Tag Archives: Dance like King David

Like David Danced

26 Oct

My Take

DiVoran Lites

1

When people began to tell me about their line dance classes and what good exercise they were and how much fun it was, and when I discovered that there is a line dance class at my church five minutes away, I decided to give it a try.

That’s where I was yesterday between 10 and 11:00 AM. I wanted to see if I had the stamina and brain-power to learn the steps. It was supposed to be a beginner’s class

Even though I’m older now, I have never lost my love of dancing. I still get carried away in my own kitchen. My friend Patricia says she does the same. Unlike his wife, Michael, I know it was right for King David to express his joy before the Lord in dance.

At first the teacher who is also a senior (according to AARP standards) tried to show me every step and make sure I got it before we moved on. She even raised her voice at me once (and she was wearing a mike.) That’s when I turned to jelly inside and thought I’d better scoot away while I could. But somehow I got the courage to ignore my fear and soldier on.

Soon I was on my own keep up or not. We did about half a dozen songs and each of them had some or one new (to me) step.

One of the dancers suggested I get in the middle of the small group of ten. That way I could see somebody’s feet no matter which way we turned. In a way it was a good idea, in a way, it wasn’t. I’m like a kid when it comes to distraction. One woman had the most colorful and beautiful athletic shoes I had ever seen. Another had sandals that laced up her ankle, but she didn’t know the steps as well. A gentleman in front of me wore black cowboy boots. I probably should have been watching his feet all along.
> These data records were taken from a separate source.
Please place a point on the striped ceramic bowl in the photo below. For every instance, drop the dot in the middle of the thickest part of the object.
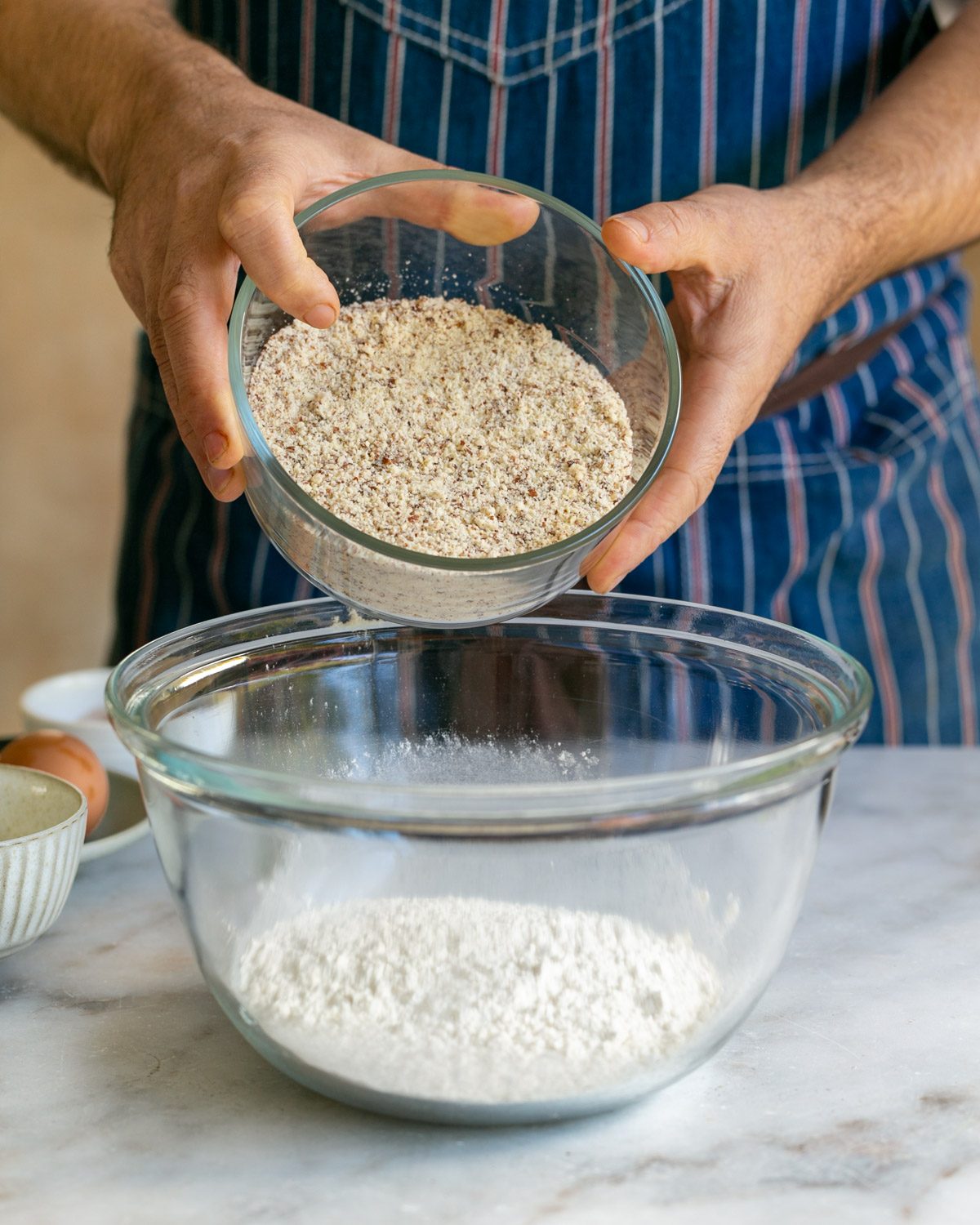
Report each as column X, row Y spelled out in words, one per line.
column 42, row 827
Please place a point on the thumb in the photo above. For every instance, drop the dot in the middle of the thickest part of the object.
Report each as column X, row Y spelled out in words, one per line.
column 666, row 237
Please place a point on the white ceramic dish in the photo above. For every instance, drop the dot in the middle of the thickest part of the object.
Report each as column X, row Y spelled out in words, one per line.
column 74, row 702
column 42, row 826
column 124, row 823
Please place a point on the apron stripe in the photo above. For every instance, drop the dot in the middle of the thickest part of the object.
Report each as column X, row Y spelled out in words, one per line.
column 913, row 568
column 830, row 135
column 798, row 90
column 799, row 544
column 755, row 172
column 708, row 90
column 308, row 53
column 604, row 93
column 347, row 54
column 832, row 550
column 244, row 53
column 956, row 565
column 658, row 105
column 151, row 546
column 874, row 56
column 745, row 526
column 840, row 418
column 867, row 595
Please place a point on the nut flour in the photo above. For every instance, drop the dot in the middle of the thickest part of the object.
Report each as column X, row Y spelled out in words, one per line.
column 443, row 428
column 472, row 1000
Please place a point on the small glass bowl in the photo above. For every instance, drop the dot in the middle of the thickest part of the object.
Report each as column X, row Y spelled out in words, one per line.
column 448, row 233
column 639, row 761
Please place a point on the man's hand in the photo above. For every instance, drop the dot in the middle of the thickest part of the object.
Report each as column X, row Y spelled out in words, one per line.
column 750, row 278
column 203, row 184
column 754, row 271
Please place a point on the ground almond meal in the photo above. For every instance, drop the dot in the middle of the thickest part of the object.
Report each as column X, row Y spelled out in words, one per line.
column 443, row 428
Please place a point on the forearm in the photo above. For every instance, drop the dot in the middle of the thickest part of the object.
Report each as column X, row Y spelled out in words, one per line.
column 75, row 73
column 903, row 183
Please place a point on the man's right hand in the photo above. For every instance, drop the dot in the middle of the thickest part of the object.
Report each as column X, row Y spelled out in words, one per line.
column 207, row 178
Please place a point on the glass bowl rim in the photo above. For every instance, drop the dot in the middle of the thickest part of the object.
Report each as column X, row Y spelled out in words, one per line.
column 323, row 517
column 688, row 796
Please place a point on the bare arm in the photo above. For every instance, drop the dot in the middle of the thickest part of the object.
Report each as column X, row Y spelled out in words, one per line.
column 207, row 171
column 754, row 271
column 71, row 69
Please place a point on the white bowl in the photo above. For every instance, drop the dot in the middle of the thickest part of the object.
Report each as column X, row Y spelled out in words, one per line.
column 42, row 826
column 75, row 702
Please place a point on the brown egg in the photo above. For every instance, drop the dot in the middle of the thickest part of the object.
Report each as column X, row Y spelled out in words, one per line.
column 68, row 757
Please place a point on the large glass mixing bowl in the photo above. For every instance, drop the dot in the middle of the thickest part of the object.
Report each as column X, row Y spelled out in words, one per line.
column 651, row 771
column 456, row 234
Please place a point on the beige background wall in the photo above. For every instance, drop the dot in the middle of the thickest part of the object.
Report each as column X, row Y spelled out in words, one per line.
column 66, row 343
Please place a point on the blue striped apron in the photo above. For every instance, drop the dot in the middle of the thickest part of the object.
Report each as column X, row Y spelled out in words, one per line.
column 854, row 514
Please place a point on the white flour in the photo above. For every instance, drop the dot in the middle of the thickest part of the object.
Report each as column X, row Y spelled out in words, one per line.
column 470, row 1000
column 450, row 760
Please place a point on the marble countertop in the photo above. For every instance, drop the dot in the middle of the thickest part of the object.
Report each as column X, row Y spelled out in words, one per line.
column 852, row 1094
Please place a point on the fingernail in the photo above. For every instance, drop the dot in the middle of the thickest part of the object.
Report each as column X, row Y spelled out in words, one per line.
column 320, row 316
column 218, row 479
column 635, row 225
column 215, row 446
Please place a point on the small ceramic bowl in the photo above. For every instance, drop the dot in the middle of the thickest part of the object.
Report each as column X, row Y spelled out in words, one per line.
column 42, row 826
column 75, row 702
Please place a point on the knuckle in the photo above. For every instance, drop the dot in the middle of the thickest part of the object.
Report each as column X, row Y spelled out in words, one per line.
column 247, row 212
column 176, row 301
column 670, row 220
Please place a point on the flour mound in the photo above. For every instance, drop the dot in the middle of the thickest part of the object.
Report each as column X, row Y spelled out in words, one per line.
column 477, row 1001
column 443, row 426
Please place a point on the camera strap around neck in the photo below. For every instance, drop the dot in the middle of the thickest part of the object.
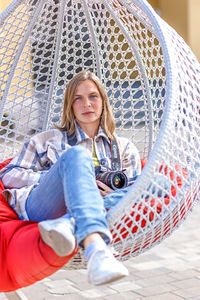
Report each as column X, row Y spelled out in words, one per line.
column 115, row 155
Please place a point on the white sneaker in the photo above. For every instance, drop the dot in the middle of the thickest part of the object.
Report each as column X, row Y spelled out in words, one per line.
column 59, row 235
column 104, row 268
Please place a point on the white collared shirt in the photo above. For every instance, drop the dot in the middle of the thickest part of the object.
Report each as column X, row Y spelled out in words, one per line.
column 37, row 156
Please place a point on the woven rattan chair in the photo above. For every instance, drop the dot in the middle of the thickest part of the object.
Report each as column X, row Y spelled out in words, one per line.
column 153, row 82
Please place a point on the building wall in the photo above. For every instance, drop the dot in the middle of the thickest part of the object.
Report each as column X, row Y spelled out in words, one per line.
column 182, row 15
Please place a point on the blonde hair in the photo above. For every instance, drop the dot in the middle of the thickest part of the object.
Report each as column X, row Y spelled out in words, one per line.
column 67, row 120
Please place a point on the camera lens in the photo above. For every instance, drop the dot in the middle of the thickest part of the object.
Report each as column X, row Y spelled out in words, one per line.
column 119, row 180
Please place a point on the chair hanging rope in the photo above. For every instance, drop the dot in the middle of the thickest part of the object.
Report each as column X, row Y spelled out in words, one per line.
column 152, row 80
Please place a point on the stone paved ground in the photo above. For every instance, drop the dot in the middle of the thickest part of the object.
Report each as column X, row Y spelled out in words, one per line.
column 169, row 271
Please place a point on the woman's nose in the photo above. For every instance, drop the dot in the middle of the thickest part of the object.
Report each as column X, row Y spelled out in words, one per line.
column 86, row 102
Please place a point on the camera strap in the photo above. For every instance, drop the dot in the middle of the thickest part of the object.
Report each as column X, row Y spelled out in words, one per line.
column 115, row 155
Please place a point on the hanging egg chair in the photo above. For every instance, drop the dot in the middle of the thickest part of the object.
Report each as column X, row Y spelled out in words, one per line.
column 153, row 82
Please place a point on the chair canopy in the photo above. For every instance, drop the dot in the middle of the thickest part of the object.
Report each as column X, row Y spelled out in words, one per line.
column 153, row 82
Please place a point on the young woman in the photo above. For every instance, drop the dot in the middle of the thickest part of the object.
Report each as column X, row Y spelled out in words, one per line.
column 52, row 180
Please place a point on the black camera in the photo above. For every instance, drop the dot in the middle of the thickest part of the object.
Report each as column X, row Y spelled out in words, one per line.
column 114, row 179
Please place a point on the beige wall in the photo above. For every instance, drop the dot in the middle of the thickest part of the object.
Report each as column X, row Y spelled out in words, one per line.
column 184, row 17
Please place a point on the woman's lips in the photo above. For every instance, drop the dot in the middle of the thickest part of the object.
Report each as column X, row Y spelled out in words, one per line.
column 87, row 113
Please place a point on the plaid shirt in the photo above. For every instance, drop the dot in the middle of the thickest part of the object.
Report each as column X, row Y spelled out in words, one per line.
column 37, row 156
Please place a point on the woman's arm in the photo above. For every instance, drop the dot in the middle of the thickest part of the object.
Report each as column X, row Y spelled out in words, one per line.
column 24, row 257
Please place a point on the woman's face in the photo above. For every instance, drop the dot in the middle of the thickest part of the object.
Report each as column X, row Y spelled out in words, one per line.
column 87, row 105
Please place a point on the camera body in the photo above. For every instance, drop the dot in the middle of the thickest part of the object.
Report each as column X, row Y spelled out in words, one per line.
column 114, row 179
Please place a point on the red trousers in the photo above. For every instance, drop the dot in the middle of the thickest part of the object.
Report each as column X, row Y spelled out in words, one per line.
column 24, row 257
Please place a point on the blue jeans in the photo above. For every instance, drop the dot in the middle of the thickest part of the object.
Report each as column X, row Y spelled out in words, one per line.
column 69, row 187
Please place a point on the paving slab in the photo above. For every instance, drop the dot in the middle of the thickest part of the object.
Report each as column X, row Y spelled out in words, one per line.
column 168, row 271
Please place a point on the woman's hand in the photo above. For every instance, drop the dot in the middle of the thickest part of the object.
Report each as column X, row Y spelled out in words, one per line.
column 103, row 188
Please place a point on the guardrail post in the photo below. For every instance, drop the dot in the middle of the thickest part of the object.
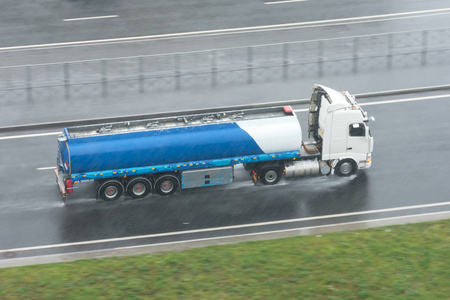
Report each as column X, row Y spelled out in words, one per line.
column 285, row 60
column 424, row 46
column 249, row 65
column 29, row 83
column 141, row 74
column 390, row 50
column 320, row 61
column 104, row 77
column 66, row 67
column 355, row 54
column 177, row 72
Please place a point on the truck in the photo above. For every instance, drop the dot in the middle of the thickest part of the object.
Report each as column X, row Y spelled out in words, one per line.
column 165, row 155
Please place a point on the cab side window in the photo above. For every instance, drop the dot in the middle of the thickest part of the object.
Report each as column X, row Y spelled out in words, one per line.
column 357, row 129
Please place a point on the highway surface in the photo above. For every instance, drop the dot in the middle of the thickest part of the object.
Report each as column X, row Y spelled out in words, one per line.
column 411, row 135
column 52, row 31
column 409, row 173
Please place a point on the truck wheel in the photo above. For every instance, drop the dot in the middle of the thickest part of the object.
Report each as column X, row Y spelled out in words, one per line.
column 110, row 190
column 270, row 175
column 139, row 187
column 345, row 167
column 167, row 185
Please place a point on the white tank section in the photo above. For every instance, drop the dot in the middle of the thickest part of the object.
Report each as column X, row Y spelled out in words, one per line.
column 274, row 134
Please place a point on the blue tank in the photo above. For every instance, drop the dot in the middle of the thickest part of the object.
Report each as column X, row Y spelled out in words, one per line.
column 120, row 146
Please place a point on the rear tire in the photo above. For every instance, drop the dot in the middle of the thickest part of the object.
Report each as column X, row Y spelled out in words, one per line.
column 270, row 175
column 139, row 187
column 110, row 190
column 167, row 185
column 345, row 167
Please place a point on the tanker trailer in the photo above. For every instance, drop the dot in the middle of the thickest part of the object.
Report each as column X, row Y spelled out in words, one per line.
column 164, row 155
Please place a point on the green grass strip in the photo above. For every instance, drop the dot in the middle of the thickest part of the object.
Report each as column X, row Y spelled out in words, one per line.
column 395, row 262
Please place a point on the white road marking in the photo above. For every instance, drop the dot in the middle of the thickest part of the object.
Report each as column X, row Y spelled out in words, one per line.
column 28, row 135
column 228, row 30
column 286, row 1
column 365, row 222
column 127, row 238
column 46, row 168
column 90, row 18
column 405, row 100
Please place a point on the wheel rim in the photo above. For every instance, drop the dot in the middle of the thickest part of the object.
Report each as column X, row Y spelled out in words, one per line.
column 346, row 168
column 139, row 189
column 111, row 192
column 271, row 176
column 166, row 186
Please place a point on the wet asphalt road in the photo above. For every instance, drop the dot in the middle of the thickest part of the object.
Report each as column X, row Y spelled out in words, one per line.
column 410, row 139
column 42, row 22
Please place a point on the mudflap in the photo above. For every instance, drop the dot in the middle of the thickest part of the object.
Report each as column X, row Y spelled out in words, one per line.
column 61, row 185
column 255, row 177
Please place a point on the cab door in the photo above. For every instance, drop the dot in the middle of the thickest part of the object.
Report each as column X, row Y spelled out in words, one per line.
column 358, row 141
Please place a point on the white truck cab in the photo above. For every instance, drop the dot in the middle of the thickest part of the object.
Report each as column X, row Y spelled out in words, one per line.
column 339, row 125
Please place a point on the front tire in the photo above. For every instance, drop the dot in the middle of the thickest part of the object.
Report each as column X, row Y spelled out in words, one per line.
column 345, row 167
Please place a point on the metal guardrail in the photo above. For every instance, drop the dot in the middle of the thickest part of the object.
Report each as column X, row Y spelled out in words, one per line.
column 224, row 66
column 60, row 125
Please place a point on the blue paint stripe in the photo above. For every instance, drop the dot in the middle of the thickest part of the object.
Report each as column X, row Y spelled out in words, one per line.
column 168, row 146
column 185, row 166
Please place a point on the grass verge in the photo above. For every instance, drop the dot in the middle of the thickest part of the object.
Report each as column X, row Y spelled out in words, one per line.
column 395, row 262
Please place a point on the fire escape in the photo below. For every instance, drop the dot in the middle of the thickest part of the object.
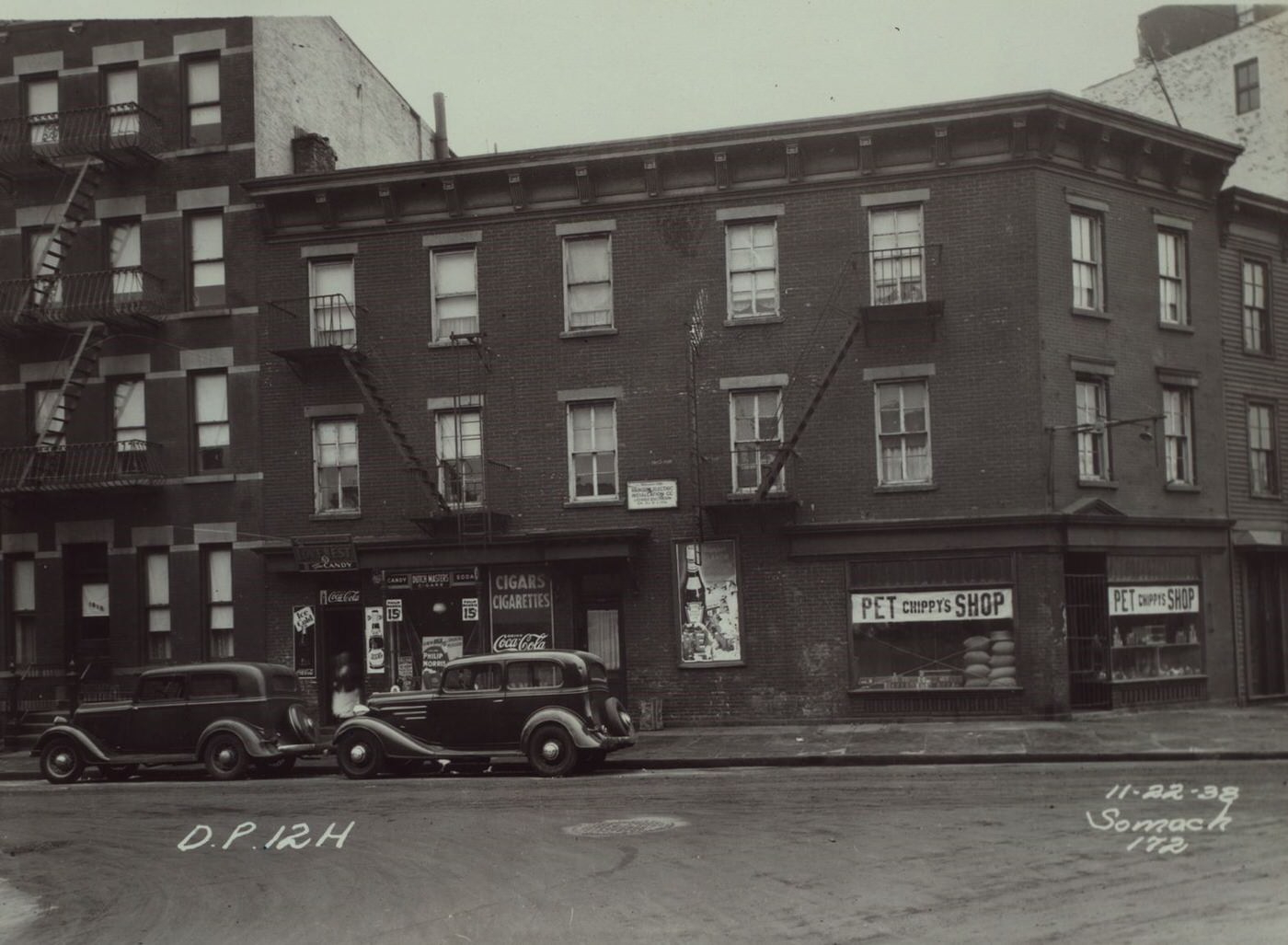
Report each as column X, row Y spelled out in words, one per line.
column 80, row 310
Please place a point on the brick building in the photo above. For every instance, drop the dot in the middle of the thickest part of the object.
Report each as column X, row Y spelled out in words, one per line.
column 131, row 475
column 902, row 413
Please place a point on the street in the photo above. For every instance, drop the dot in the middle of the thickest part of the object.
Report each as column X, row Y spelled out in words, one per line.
column 1113, row 852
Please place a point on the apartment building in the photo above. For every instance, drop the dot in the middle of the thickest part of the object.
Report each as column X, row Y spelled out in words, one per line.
column 903, row 413
column 131, row 458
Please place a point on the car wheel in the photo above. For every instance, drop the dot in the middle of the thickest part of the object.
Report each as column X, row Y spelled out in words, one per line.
column 61, row 761
column 225, row 757
column 551, row 752
column 279, row 766
column 118, row 773
column 615, row 718
column 360, row 755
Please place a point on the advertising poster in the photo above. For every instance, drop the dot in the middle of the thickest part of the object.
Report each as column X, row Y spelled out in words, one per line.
column 522, row 613
column 305, row 622
column 706, row 581
column 434, row 653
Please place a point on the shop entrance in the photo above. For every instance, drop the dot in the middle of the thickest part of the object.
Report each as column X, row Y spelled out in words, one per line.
column 343, row 661
column 1266, row 666
column 1086, row 608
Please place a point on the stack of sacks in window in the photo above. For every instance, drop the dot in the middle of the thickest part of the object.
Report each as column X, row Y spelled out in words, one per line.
column 989, row 661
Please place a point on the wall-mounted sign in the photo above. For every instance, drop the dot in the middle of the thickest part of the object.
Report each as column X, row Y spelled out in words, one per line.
column 653, row 493
column 920, row 606
column 325, row 552
column 521, row 605
column 1126, row 600
column 338, row 597
column 303, row 619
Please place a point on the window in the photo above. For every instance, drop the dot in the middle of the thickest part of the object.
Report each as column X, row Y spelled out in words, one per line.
column 41, row 103
column 897, row 252
column 1256, row 322
column 1179, row 435
column 753, row 257
column 219, row 602
column 1172, row 308
column 156, row 599
column 206, row 259
column 1092, row 434
column 456, row 299
column 903, row 432
column 1247, row 86
column 1087, row 274
column 121, row 94
column 756, row 432
column 592, row 450
column 22, row 600
column 1262, row 451
column 459, row 435
column 125, row 259
column 205, row 118
column 331, row 303
column 335, row 463
column 210, row 419
column 589, row 282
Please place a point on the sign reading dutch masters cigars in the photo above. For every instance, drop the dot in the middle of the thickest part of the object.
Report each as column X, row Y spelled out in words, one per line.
column 976, row 604
column 1153, row 599
column 521, row 605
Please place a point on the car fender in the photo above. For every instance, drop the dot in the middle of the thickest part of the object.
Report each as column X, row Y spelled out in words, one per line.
column 575, row 726
column 251, row 738
column 90, row 745
column 393, row 741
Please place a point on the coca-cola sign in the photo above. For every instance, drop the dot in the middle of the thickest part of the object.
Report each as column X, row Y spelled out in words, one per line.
column 521, row 642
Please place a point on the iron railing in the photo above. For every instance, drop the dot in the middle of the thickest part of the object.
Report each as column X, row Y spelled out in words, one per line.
column 102, row 131
column 80, row 467
column 125, row 295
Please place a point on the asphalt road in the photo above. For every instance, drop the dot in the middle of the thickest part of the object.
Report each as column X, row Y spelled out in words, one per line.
column 961, row 854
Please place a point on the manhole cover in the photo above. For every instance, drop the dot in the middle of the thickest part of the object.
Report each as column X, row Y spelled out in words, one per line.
column 624, row 828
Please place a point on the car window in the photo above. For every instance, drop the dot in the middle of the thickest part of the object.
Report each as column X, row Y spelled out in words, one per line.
column 160, row 689
column 534, row 674
column 212, row 684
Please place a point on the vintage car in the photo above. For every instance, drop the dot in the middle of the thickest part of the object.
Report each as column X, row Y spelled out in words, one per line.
column 549, row 706
column 227, row 716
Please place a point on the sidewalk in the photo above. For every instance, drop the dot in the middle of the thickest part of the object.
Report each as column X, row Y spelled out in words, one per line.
column 1172, row 734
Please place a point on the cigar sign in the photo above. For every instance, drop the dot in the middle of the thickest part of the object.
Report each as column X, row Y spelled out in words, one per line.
column 1126, row 600
column 975, row 604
Every once in while the teacher says, “How are we doing.” I realize she is speaking to me and I shoot back, “Good!” If I can’t quite turn at the right time, if I’m going east when everyone else faces west, if I have to make up my own steps, well, I’ve decided to enjoy myself. I’m loving the catchy songs and I feel a genuine smile blooming. I think maybe I have received help and courage from a higher power.

After 1 hour and six different dances I hear again, “How are we doing?”

“I am completely flummoxed and tired, but I’m having a good time,” I answer. Many voices assured me that this wasn’t a beginner’s class as I had thought. That made me feel a bit better. Now, I want to go back, but I don’t want to mess up the class. I left with a half- promise, “I’ll be back.” I should have added the old Western saying, “Good Lord willin’ and the crick don’t rise.”